The 2014 JA Medal for reviews is entitled ‘Towards a new science of secondary metabolism’ by Arryn Craney, Salman Ahmed and Justin Nodwell from the University of Toronto (The Journal of Antibiotics volume 66, pages 387–400, 2013).1 In this timely review, the authors report the state of our current understanding of the regulation of biosynthetic gene clusters in actinomycetes and its application in mining new natural product production and increasing production of compounds. They explain the similarities and differences in regulatory strategies that are specific to individual clusters and those that are involved in the expression of many distinct compounds. A common thread in the review is the idea of rationally exploiting these mechanisms in strain improvement and selective measures to boost natural product production. The review nicely knits together historical and recent information on natural product expression and as a result is of great importance to researchers interested in modulating the expression of compounds and fully exploiting the chemical diversity of these remarkable bacteria.

The JA Medal for an original article is awarded for a paper entitled ‘Occurrence, distribution, dereplication and efficient discovery of thiazolyl peptides by sensitive-resistant pair screening’ authored by a group (Sheo B Singh et al.) from Merck Laboratories in Rahway, New Jersey and the Fundación MEDIN in Granada Spain (The Journal of Antibiotics volume 66, pages 599–607, 2013).2 In this work, the authors offer a new solution to the dereplication challenge in new antibiotic discovery from natural product sources. Focusing on the thiazolyl peptide antibiotics that include such compounds as thiostrepton and thiazomycin, they report on a platform where the first step is a parallel bioassay on thiazomycin-sensitive and -resistant Staphylococcus aureus to identify extracts that have antibiotic activity vs sensitive but not resistant strains and are designated as likely containing thiazolyl antibiotics.

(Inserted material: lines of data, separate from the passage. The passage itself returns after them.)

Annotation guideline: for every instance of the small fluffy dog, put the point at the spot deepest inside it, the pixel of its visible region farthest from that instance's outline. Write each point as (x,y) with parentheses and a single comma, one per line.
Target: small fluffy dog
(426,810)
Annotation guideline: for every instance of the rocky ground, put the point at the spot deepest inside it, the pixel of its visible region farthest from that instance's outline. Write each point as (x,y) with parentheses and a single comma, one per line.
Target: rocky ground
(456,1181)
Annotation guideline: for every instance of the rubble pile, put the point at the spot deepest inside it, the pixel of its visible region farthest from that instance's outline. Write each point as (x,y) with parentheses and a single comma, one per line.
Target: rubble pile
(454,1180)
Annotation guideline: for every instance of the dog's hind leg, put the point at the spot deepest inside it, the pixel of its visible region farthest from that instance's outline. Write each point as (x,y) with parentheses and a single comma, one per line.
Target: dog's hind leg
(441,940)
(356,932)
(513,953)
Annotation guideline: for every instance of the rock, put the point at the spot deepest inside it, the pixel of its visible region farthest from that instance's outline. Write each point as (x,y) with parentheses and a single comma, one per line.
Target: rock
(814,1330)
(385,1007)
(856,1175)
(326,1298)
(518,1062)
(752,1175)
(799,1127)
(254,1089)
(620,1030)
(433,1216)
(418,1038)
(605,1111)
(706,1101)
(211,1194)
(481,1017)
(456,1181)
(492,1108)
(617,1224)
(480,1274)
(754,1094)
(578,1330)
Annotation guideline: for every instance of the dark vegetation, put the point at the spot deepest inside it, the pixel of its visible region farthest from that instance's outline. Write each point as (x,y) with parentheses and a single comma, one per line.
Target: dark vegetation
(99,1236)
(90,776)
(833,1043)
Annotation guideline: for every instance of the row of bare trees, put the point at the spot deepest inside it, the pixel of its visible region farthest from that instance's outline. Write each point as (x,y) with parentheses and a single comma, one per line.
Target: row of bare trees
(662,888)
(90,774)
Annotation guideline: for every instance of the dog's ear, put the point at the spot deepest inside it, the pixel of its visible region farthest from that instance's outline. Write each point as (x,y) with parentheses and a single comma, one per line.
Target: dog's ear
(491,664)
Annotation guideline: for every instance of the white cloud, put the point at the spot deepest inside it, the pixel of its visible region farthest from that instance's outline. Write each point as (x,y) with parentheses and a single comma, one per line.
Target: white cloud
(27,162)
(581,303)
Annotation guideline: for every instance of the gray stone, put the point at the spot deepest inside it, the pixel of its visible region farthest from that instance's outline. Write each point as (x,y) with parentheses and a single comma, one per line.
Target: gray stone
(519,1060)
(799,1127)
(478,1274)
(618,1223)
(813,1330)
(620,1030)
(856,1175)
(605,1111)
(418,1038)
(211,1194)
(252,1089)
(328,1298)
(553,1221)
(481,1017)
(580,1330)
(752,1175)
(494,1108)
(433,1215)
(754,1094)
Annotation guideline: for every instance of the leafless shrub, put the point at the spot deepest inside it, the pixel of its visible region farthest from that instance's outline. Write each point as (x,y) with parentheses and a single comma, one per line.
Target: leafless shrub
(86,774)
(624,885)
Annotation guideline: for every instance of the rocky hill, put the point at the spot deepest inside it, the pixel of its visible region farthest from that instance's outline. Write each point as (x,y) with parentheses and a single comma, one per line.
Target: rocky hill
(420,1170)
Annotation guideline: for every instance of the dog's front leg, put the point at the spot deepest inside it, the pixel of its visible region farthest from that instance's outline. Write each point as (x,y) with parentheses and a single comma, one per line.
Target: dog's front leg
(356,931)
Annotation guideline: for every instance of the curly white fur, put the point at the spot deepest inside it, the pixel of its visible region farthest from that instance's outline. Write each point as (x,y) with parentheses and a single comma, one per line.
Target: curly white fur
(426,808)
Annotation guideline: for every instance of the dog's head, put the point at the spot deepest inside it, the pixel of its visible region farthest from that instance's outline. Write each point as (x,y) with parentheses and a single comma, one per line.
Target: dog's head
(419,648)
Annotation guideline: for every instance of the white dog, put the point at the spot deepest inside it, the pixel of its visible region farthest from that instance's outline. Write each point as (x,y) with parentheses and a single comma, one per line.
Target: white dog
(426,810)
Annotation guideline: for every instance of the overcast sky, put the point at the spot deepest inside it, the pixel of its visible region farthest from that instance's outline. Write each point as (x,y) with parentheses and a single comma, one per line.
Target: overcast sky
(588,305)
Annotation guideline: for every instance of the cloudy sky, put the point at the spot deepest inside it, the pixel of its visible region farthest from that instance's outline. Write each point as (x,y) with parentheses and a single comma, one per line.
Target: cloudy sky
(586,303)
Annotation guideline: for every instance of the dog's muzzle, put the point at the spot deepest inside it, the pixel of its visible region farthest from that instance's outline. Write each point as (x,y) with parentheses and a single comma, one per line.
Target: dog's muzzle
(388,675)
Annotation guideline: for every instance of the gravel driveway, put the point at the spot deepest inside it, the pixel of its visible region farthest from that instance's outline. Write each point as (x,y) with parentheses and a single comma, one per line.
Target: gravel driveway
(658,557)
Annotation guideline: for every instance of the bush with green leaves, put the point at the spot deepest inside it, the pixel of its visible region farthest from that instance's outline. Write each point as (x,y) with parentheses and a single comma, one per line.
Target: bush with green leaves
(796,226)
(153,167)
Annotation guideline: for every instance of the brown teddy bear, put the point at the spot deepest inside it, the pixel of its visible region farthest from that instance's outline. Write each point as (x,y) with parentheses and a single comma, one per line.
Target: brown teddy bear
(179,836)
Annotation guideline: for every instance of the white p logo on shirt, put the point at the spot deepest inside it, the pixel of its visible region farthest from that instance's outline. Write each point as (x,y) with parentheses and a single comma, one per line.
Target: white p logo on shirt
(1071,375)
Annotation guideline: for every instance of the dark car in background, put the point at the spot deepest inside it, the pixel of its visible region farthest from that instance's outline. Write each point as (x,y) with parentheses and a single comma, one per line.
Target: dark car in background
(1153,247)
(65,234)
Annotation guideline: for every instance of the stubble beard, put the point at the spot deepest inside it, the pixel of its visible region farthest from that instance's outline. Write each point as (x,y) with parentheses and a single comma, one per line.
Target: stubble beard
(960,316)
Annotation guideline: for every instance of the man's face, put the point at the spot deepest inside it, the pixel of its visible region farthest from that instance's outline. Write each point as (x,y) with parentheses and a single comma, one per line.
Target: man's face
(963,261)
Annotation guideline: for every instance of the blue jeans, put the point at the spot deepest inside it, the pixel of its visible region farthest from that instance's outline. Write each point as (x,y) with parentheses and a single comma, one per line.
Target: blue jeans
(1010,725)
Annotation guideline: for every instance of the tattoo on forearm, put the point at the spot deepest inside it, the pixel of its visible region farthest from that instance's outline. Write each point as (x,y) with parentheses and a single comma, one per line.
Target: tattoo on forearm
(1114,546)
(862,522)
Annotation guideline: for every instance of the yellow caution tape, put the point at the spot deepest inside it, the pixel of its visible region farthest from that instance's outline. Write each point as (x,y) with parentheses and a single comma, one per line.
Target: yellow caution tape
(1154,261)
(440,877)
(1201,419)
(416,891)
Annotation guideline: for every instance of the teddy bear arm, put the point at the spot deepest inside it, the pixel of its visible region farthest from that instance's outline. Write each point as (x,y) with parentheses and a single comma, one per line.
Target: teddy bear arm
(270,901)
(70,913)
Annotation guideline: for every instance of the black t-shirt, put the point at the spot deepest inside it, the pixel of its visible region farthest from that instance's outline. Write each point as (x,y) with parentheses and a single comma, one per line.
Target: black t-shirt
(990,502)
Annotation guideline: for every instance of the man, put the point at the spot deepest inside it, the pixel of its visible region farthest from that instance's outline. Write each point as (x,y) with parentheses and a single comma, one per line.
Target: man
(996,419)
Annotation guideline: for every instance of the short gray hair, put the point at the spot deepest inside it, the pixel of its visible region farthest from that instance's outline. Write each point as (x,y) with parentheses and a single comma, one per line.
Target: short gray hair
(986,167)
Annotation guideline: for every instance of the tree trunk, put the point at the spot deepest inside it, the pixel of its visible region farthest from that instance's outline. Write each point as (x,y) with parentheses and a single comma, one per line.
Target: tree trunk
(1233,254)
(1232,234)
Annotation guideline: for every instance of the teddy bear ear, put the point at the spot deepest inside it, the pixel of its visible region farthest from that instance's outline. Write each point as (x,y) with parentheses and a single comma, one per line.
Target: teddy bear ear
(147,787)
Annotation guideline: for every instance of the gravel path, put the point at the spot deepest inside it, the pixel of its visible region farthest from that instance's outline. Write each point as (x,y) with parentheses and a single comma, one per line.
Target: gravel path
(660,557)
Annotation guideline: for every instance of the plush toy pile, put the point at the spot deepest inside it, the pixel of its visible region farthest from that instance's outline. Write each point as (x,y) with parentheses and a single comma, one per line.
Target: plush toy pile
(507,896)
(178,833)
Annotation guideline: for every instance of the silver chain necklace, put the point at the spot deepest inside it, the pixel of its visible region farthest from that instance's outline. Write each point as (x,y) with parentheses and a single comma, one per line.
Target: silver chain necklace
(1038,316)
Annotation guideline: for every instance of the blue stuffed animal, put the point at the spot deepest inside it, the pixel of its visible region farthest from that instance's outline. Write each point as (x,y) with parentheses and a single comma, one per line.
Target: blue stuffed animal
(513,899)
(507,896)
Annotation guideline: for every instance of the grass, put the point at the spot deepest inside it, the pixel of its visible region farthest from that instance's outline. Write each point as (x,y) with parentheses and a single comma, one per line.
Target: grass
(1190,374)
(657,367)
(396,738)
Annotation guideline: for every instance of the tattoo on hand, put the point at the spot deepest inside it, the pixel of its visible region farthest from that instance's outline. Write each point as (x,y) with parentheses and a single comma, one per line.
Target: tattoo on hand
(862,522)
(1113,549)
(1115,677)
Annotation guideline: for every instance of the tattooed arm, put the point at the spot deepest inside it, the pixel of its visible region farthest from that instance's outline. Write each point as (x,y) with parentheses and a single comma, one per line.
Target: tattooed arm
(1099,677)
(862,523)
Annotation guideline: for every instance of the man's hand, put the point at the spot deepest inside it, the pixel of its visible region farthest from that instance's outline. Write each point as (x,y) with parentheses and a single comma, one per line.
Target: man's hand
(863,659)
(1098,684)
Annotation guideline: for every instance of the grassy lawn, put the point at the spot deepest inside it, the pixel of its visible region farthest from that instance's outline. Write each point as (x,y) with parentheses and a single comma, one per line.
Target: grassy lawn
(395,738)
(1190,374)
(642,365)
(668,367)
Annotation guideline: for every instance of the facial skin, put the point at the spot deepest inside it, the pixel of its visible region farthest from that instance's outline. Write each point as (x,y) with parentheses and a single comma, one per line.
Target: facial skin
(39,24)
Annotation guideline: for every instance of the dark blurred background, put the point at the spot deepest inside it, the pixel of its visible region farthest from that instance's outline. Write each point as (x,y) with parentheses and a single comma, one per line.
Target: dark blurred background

They next developed a highly sensitive miniaturized (96-well) solid phase extraction and purification approach with analysis by high-resolution Fourier transform LCMS to dereplicate known thiazolyl antibiotics. Subsequent analysis of novel compounds identified three new members of this class of antibiotics. This work demonstrates the power of platform approaches that combine microbiological and analytical methods to narrow in on new chemical matter in antibiotic discovery.

In both the JA Medal publications for this year, the recurring theme is on novelty and innovation. This demonstrates the creativity and excitement in the microbial natural products field that are being fueled by the application of modern breakthroughs in genomics and analytical chemistry to traditional antibiotic discovery.